Lo despidieron justo cuando la revista el domingo pasado, clamaba por la libertad de expresión. ¿Será que Felipe López lo hubiera echado antes de que los Gilinski compraran la mitad de su revista? Mientras The New York Times defendió a muerte a su periodista por el artículo de la discordia, SEMANA terminó sacando a su columnista más leído, que para ajustar es el más leído del país. ¿Qué hay detrás?
El precedente que deja la cancelación de la columna de Daniel Coronell para un medio como SEMANA es imperdonable y queda herida de muerte su independencia, credibilidad y seriedad, pues por años se han mostrado como el adalid de la ética periodística. Es muy incoherente pensar que un periodista no puede discrepar de decisiones editoriales del medio para el que trabaja por miedo a que lo echen, cuando –paradójicamente- les están pidiendo que cuestione todo.
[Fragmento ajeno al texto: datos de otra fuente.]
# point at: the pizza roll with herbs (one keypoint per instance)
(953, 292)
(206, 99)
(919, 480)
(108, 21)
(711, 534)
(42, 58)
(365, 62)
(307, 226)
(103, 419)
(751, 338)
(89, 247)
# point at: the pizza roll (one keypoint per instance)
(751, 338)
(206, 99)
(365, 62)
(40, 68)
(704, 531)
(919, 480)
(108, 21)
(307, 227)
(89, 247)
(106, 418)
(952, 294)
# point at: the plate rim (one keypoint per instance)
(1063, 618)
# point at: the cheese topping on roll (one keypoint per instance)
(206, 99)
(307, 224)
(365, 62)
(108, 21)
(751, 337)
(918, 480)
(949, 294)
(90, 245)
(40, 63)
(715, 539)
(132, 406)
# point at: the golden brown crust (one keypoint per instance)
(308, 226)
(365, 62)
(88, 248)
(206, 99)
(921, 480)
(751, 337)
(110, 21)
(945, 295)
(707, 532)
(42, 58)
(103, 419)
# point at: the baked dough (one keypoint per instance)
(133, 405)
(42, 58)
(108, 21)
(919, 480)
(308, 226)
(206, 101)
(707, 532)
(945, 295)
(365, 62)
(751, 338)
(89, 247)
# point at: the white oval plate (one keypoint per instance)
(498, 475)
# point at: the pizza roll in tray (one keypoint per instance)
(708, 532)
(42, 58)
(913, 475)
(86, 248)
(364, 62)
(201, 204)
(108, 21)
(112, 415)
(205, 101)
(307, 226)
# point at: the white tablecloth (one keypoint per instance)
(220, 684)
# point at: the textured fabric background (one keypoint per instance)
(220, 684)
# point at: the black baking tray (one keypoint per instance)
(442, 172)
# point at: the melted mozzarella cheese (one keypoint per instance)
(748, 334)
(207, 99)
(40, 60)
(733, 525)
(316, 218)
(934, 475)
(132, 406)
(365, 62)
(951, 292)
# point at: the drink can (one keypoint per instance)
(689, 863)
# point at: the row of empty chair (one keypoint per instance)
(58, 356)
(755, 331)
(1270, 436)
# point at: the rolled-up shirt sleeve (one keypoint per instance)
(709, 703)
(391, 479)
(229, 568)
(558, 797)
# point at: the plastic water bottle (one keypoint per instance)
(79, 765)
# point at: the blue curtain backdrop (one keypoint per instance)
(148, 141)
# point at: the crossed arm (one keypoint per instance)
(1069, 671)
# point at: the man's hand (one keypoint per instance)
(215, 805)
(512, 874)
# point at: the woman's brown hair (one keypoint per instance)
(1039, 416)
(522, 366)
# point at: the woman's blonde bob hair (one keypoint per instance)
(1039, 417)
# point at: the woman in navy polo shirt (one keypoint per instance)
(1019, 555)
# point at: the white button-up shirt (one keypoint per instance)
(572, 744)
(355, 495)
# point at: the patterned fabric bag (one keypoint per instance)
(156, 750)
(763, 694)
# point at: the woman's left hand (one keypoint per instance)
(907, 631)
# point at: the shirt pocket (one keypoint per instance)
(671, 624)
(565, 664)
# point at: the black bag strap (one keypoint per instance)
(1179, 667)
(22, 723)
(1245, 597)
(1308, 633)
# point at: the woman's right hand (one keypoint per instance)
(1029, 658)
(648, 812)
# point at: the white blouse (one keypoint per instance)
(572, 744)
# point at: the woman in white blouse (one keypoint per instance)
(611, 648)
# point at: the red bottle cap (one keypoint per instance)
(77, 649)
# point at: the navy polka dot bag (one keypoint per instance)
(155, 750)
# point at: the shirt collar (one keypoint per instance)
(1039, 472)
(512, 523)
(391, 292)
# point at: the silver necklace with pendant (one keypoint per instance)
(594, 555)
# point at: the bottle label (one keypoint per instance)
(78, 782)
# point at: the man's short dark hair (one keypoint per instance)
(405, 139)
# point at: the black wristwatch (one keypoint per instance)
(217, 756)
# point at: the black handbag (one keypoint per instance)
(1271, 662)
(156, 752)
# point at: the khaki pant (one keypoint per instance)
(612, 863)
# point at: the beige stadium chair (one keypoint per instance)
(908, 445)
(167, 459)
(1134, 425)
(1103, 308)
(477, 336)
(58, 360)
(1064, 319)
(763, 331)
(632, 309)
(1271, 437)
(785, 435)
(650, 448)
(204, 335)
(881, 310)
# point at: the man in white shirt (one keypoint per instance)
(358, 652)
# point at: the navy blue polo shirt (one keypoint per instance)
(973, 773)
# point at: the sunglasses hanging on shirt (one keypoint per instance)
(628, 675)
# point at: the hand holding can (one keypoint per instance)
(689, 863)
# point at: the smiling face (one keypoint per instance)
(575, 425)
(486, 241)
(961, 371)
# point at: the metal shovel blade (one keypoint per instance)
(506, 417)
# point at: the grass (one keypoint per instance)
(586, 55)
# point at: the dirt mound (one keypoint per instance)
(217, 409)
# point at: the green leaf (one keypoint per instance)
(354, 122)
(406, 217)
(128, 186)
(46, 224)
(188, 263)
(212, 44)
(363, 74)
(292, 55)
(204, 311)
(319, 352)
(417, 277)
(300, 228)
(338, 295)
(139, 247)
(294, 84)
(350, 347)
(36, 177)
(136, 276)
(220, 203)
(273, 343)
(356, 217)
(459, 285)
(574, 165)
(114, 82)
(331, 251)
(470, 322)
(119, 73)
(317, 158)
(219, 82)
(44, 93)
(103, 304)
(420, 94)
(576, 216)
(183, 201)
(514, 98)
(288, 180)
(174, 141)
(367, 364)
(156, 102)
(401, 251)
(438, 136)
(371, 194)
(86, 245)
Trabajé en SEMANA, es un medio que me aportó bastante en mi formación profesional, le tengo un cariño especial y conozco el valioso trabajo que hacen muchos periodistas allí, que se meten hasta el fango para tratar de sacar una historia de calidad, pero la decisión contra Coronell es una burla a la libertad de prensa, de crítica y a sus lectores, cuando hace apenas unos días hondeaban las banderas de la libertad de expresión.
Por eso, así como pagando mi suscripción de Revista SEMANA aporté mi granito al querer valorar el trabajo periodístico que algunos hacen ese medio, hoy -cancelando esa suscripción- prefiero darle importancia a la ética de esta profesión tan degradada hoy por varios de los que alguna vez admiramos.
Queda claro que SEMANA prefirió el modelo de negocio que la libertad de expresión.
A Daniel Coronell un abrazo, mi admiración de siempre y el mejor de los éxitos.